Todo esse esforço de Nuñez (2011) em compendiar o pensamento charteriano vai ao encontro da postura reflexiva de Chartier acerca de seus fundamentos teórico-metodológicos, bem como da própria disciplina.

Dessa ―crise‖ metodológica da História e da área da História Cultural no bojo da cultura escrita surge, portanto, a necessidade de Chartier de explicar suas escolhas metodológicas, sistematizadas pelo próprio pesquisador em três polos, normalmente pensados separadamente pela tradição acadêmica, mas que ele enxerga como elementos indissociáveis:

[...] de um lado, o estudo crítico dos textos, literários ou não, canônicos ou esquecidos, decifrados nos agenciamentos e estratégias; de outro lado, a

história dos livros e, para além, de todos os objetos que contêm a

comunicação do escrito; por fim, a análise das práticas que, diversamente, se apreendem dos bens simbólicos, produzindo assim usos e significações diferençadas [...] (CHARTIER, 1991, p. 178, grifo meu).

Consequentemente, uma pesquisa sobre a multiplicidade de significações de um texto requer uma atenção especial para as relações historicamente estabelecidas entre o texto e o leitor em diferentes contextos, haja vista duas formulações essenciais:

[...] A primeira hipótese sustenta a operação de construção de sentido efetuada na leitura (ou na escuta) como um processo historicamente determinado cujos modos e modelos variam de acordo com os tempos, os lugares, as comunidades. A segunda considera que as significações múltiplas e móveis de um texto dependem das formas por meio das quais é recebido por seus leitores (ou ouvintes). (CHARTIER, 1991, p. 178).

Essa postura não só metodológica, mas de perspectiva epistemológica, é tributária, principalmente, dos postulados sobre campo intelectual, bens culturais e sistemas simbólicos de Pierre Bourdieu – para quem uma das questões capitais é compreender o vínculo

estabelecido entre as condições de existência do sujeito e suas formas de percepção e atuação em seu grupo, ou mesmo fora dele.
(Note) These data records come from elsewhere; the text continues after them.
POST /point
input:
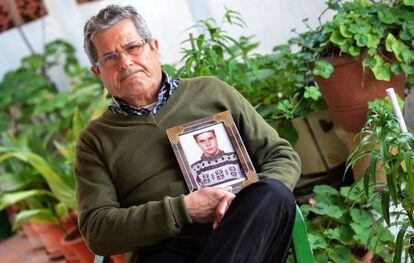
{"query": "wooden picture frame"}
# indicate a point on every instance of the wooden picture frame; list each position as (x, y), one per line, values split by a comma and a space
(210, 152)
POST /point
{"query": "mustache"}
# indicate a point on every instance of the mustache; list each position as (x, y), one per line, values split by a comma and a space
(129, 71)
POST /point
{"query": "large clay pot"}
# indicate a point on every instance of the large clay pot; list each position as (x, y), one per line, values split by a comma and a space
(50, 235)
(73, 240)
(350, 87)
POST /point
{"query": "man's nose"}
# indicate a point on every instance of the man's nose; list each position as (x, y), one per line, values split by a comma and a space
(124, 60)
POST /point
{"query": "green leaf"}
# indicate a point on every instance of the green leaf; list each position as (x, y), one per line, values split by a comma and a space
(337, 38)
(362, 217)
(328, 210)
(9, 199)
(79, 123)
(361, 233)
(58, 187)
(36, 215)
(342, 233)
(340, 254)
(381, 70)
(317, 241)
(287, 131)
(409, 2)
(399, 243)
(389, 42)
(312, 92)
(323, 68)
(385, 206)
Ancorado nessa e em outras reflexões, o interesse de Chartier pelas práticas de leitura como importante forma de vida social surge na medida em que reconhece que os sentidos são produzidos historicamente e que ―uma configuração narrativa pode corresponder a uma refiguração da própria experiência‖ (CHARTIER, 2002b, p. 24):

[...] No ponto de articulação entre o mundo do texto e o mundo do sujeito coloca-se necessariamente uma teoria da leitura capaz de compreender a apropriação dos discursos, isto é, a maneira como estes afetam o leitor e o conduzem a uma nova norma de compreensão de si próprio e do mundo [...] (CHARTIER, 2002b, p. 24).
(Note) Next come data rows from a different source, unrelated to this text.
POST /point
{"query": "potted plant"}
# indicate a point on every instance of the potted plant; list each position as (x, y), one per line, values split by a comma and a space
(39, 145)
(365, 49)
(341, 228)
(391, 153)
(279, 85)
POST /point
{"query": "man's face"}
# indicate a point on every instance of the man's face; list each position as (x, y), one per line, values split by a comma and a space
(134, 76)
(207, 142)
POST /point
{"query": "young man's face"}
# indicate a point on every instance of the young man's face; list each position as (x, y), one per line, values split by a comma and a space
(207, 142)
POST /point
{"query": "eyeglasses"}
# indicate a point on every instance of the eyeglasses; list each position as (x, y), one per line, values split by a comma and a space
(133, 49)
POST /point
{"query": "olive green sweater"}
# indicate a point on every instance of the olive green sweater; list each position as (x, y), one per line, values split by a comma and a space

É a partir dessa perspectiva que Chartier percebe na história do livro e da leitura um campo fértil de pesquisa que o possibilitava acessar diferentes formas de representações culturais do passado em contextos específicos. De modo que tanto a apropriação e a recepção quanto a materialidade das obras, historicamente dissociadas pela tradição ocidental, integram igualitariamente o processo interpretativo, à medida que ajudam a

[...] compreender como as apropriações concretas e as invenções dos leitores (ou dos espectadores) dependem, em seu conjunto, dos efeitos de sentido para as quais apontam as próprias obras, dos usos e significados impostos pelas formas de sua publicação e circulação e das concorrências e expectativas que regem a relação que cada comunidade mantém com a cultura escrita. (CHARTIER, 2010, p. 43).